Likewise, many individuals think that once they sell their business, they can continue their lifestyle as they had with the business. Most businesses hopefully return between 10 to 30% on investment. You are not going to find anything in the marketplace (that’s legal) that makes that sort of return on investment. Likewise, two (2) to three (3) cars, health insurance, “family trips disguised as corporate vacations,” and the like, are going to disappear once the business is sold. So, you better make sure that you are able to sell the business and still retire. That means you have to start preparing even longer than five (5) years out. That’s a source for another discussion. 

5. Don’t Do It Yourself.

Occasionally, we find individuals who come to us and bring us the deal that they have negotiated and want us to simply “close the sale.” Without exception, we have found these deals to be disastrous. You may know how to run your business, but usually you do not know how to sell it.

Do you know what a Covenant Not to Compete means? What is an Ordinary Income Asset versus a Capital Gains Asset? What happens when you agree to finance a business? If you agree to finance the business, do you take collateral, and if so, what? There are many, many problems with individuals who try to negotiate their own deals.
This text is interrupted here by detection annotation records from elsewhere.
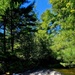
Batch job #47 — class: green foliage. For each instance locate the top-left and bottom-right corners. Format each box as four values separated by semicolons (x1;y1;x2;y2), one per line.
50;0;75;67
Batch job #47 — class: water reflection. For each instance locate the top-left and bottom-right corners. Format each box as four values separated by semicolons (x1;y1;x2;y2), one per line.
55;68;75;75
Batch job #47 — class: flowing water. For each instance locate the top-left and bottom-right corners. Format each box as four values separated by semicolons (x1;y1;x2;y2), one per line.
55;68;75;75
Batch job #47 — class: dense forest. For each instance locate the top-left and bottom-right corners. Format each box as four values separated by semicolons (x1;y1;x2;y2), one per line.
0;0;75;73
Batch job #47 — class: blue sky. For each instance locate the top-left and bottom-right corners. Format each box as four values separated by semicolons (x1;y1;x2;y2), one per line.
35;0;52;18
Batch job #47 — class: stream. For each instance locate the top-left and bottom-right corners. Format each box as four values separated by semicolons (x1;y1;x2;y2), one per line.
55;68;75;75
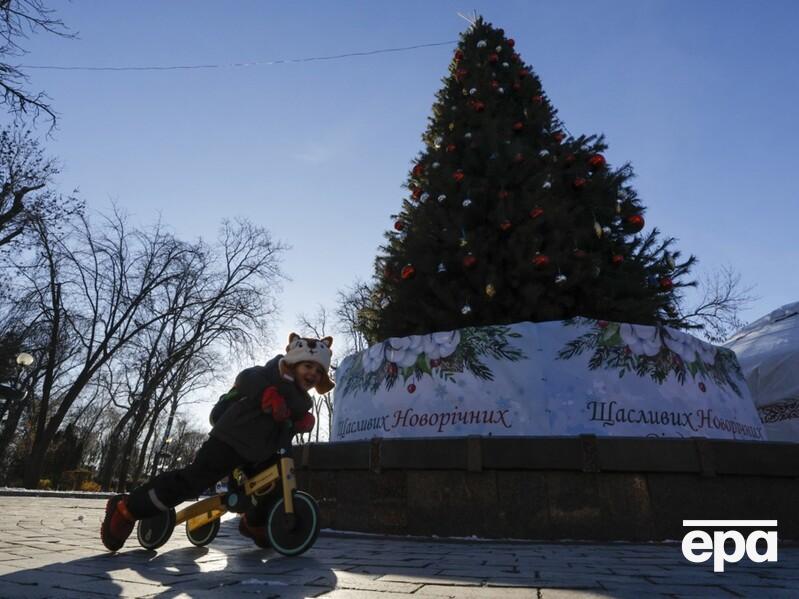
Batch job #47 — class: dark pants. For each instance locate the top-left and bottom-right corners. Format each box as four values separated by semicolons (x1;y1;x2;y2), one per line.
127;437;266;526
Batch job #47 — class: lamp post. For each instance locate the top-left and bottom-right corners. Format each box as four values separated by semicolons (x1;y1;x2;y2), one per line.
17;352;33;368
0;352;33;417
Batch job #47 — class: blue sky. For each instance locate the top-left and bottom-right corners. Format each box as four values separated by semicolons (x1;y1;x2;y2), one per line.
14;0;799;426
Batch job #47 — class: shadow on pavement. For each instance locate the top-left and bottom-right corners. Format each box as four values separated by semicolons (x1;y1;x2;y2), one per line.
0;522;336;599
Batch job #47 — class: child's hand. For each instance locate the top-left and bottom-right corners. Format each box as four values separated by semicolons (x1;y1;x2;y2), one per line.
294;412;316;433
261;387;291;422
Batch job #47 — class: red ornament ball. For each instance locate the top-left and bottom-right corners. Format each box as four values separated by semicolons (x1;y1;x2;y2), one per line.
627;214;644;233
588;154;606;169
533;254;549;268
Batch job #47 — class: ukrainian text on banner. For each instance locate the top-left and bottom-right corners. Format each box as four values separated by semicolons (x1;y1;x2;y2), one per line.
331;318;765;441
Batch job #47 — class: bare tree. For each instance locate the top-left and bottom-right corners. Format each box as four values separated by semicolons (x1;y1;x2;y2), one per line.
680;266;757;343
335;281;372;354
101;221;283;486
0;0;74;129
17;213;195;487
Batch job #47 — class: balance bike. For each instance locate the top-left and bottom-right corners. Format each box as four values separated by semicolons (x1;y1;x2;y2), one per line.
136;429;319;556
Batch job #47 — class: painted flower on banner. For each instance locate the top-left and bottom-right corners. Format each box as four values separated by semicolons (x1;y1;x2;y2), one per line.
338;326;527;393
558;318;744;395
619;323;661;356
361;343;386;372
422;331;461;360
386;335;423;368
663;327;716;364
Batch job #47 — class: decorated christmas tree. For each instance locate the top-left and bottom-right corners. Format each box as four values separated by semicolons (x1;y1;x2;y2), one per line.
364;19;695;342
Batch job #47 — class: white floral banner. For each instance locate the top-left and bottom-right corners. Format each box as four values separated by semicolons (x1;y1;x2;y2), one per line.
331;318;765;441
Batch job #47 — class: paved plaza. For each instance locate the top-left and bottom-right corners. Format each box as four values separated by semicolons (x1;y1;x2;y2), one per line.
0;496;799;599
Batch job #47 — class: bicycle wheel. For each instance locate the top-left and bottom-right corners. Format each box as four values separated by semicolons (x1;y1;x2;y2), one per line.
266;491;319;556
136;509;175;549
186;518;221;547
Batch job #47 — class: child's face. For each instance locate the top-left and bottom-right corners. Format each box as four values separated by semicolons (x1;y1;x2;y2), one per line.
294;362;324;391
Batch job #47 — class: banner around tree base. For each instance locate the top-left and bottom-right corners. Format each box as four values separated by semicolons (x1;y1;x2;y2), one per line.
331;318;766;441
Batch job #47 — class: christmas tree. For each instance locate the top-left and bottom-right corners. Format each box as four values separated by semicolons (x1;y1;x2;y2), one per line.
364;18;695;342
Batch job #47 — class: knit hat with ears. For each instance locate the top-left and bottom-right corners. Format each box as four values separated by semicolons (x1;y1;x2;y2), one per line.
280;333;335;395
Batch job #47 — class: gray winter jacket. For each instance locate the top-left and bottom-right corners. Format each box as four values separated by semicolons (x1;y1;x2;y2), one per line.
211;355;313;463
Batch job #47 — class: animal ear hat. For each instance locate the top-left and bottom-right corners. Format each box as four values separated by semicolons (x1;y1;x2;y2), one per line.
280;333;335;395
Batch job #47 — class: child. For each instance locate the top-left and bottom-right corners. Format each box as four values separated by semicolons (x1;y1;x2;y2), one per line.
100;333;334;551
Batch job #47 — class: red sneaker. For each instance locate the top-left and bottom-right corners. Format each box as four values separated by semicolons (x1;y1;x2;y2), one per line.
100;495;136;551
239;514;271;549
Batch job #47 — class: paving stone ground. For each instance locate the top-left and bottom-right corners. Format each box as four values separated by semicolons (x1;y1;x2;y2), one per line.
0;496;799;599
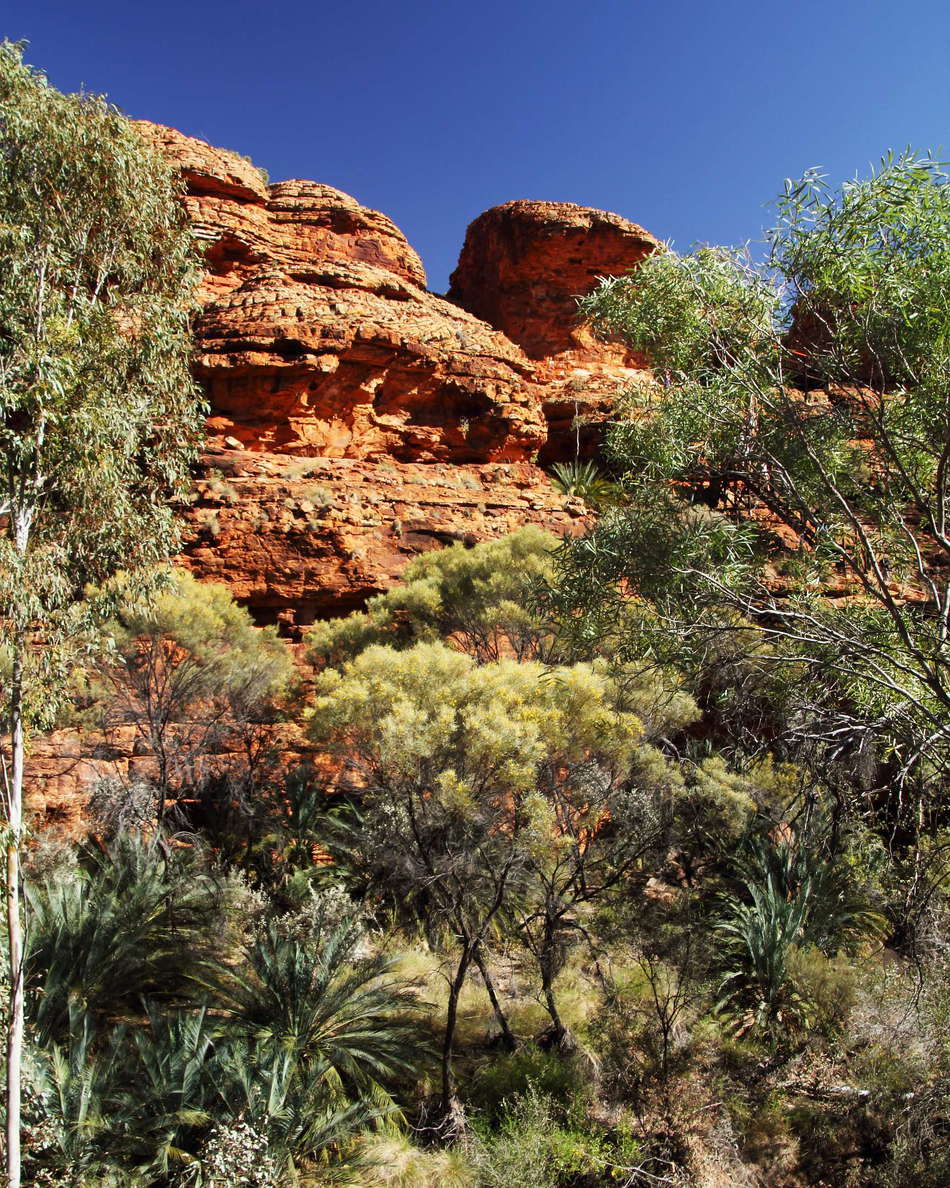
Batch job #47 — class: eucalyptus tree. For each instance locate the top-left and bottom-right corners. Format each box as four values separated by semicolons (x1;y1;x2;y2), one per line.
310;643;660;1138
0;43;202;1186
561;152;950;832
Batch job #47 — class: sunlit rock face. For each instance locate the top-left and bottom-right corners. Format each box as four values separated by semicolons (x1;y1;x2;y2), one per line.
30;124;657;835
139;124;658;634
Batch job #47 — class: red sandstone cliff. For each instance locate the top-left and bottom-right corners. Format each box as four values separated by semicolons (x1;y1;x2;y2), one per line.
25;124;658;823
133;124;658;631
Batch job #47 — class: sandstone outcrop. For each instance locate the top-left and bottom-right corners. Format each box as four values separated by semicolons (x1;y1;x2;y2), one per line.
449;201;660;366
186;449;587;637
25;122;658;832
197;261;546;462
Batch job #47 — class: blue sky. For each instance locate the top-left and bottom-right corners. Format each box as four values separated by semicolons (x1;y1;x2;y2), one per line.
7;0;950;291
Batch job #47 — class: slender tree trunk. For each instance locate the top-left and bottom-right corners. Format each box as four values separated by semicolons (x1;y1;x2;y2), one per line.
474;944;518;1051
441;942;473;1138
6;639;26;1188
538;917;568;1048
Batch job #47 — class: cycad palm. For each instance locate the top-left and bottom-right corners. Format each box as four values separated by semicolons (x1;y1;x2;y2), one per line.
26;836;220;1043
718;835;884;1030
228;915;416;1101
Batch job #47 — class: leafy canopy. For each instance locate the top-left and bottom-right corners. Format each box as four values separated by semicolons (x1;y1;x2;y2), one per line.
0;43;202;718
561;152;950;788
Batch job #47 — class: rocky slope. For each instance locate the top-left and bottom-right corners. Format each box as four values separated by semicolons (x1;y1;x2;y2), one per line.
25;124;658;820
133;124;658;634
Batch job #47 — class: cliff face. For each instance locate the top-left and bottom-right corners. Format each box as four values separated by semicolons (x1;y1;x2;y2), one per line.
131;124;658;636
31;124;658;832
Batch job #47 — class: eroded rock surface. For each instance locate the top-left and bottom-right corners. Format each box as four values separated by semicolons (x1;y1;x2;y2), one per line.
449;201;660;366
31;124;658;832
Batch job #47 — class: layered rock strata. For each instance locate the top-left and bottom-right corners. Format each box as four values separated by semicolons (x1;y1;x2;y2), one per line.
32;124;658;823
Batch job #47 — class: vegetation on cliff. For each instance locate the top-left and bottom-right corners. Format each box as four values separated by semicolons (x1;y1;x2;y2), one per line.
0;41;950;1188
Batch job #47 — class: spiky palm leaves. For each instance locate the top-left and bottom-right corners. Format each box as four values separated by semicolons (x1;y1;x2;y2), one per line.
218;914;417;1149
22;841;414;1188
26;836;220;1043
717;835;884;1032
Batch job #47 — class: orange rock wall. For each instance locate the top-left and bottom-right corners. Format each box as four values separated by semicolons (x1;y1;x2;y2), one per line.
25;124;658;827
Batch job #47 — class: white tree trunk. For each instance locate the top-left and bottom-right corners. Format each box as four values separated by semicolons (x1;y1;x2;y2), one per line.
6;643;24;1188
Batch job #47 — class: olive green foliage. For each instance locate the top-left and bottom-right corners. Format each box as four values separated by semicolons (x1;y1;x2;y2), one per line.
309;527;565;663
310;643;690;1107
551;459;618;507
26;836;418;1188
26;836;215;1043
562;152;950;798
717;835;885;1034
0;43;202;720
Example: We had one where the individual agreed to transfer the business free and clear of all liens. The problem was is that she owed almost $400,000 on one of the buildings, and further agreed to finance the sale of the business. Thus, 100% of her first payment went to pay off the debt. The problem was the payment was to pay off the loan and thus was non-deductible, so, on the $400,000 that she paid out, she still owed $120,000 in taxes, but did not have the money to pay it. Had this sale been properly negotiated, those contingencies would have been addressed.